How can this narrative, overall, be interpreted? The only message I am able to untangle is this: it was possible in the past to remove problems, but in contemporary Britain it is not. We just have to live with them.
Mullarkey is not saying that the problems were never removed in Act One and Two - because they were removed, by both slayings of the dragon: these led to temporary utopias. Also, it is not the case that all of Act One and Two were illusory: their events are remembered and referred to by several characters in Act Three. So the people of England really were freed from their external problems in previous eras, but no longer can be - because of something about how those problems are now internalised.

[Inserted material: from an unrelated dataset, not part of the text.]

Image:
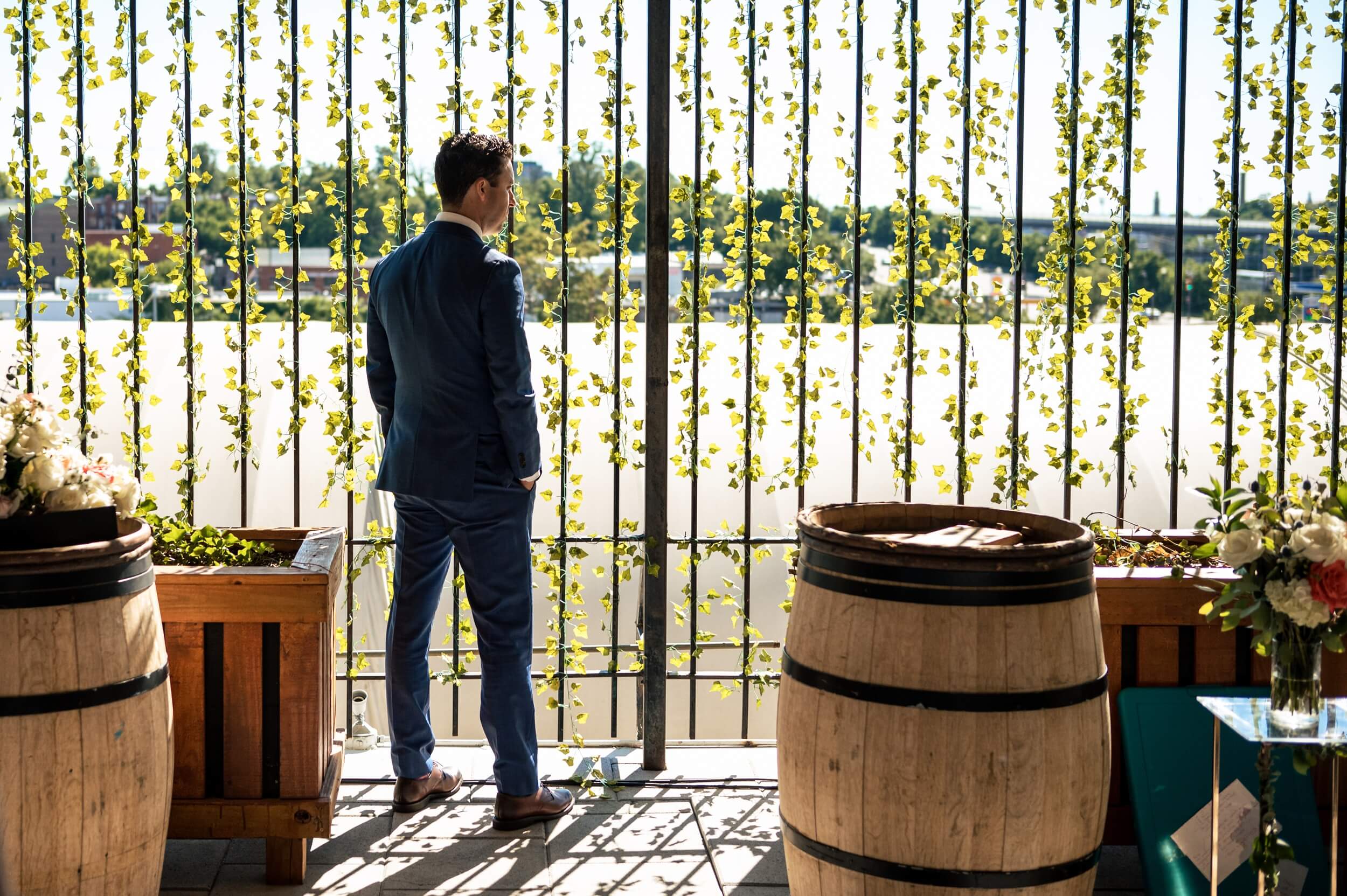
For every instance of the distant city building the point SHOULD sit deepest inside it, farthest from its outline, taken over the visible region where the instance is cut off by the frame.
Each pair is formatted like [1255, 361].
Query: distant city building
[531, 171]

This means Mullarkey, like Marx before him, is attempting to develop an overarching narrative of history's progress, and pinpoint landmarks within it. Good idea, Mullarkey! That never goes wrong.
No-one who has ever come up with a plan for history's progression has ever ended up getting it wrong - not Marx, not Hegel, not the Whigs, definitely not Fukuyama!

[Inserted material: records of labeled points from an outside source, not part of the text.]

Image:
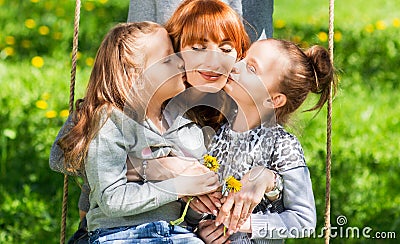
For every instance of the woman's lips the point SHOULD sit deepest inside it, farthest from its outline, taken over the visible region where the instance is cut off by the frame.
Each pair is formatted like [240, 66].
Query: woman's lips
[210, 76]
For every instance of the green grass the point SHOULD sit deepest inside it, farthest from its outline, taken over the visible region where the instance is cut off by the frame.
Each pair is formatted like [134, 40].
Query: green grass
[366, 111]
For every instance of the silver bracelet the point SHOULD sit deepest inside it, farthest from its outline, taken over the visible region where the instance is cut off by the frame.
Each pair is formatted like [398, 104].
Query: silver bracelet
[144, 164]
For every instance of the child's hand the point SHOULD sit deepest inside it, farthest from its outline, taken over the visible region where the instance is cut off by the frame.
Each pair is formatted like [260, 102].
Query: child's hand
[195, 185]
[240, 205]
[208, 203]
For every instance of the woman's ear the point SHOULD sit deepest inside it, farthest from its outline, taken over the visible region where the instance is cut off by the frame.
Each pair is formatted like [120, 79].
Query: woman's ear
[279, 100]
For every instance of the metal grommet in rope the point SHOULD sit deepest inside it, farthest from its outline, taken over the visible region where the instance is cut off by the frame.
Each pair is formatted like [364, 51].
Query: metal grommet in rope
[71, 109]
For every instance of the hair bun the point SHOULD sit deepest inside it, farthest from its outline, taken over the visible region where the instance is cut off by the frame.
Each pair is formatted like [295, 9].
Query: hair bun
[323, 68]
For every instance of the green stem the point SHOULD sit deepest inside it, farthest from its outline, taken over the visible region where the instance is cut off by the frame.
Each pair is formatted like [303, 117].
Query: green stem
[182, 218]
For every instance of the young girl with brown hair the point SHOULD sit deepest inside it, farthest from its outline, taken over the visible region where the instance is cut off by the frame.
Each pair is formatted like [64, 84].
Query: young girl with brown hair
[120, 117]
[269, 85]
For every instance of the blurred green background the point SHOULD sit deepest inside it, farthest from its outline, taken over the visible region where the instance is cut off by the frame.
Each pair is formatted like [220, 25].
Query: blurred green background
[35, 49]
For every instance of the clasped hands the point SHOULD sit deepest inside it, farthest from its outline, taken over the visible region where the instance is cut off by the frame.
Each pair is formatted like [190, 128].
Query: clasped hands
[234, 210]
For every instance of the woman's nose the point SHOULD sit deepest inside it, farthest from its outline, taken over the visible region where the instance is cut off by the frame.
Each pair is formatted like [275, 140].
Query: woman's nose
[179, 62]
[235, 70]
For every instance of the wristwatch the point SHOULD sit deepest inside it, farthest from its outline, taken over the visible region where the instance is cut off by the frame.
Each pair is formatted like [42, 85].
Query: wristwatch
[277, 187]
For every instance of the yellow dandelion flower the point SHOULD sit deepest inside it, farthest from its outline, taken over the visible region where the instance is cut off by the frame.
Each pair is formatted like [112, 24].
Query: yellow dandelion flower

And, whereas Marx has communist utopia at the end of his historical progression, Mullarkey has - for some reason - a society in which, uniquely within human history, evil can no longer be expunged - evil is more insidious. And that society, that Fukuyaman end-of-history, just so happens to be the present day. His evidence for evil's ascendancy in recent years is, I think, mainly the increase in binge drinking and video games - and I'm not even joking.
So Mullarkey genuinely believes there's something unique about 21st century society which makes it harder to get rid of evil. Wow. A historical understanding that is Fukuyamanally shit.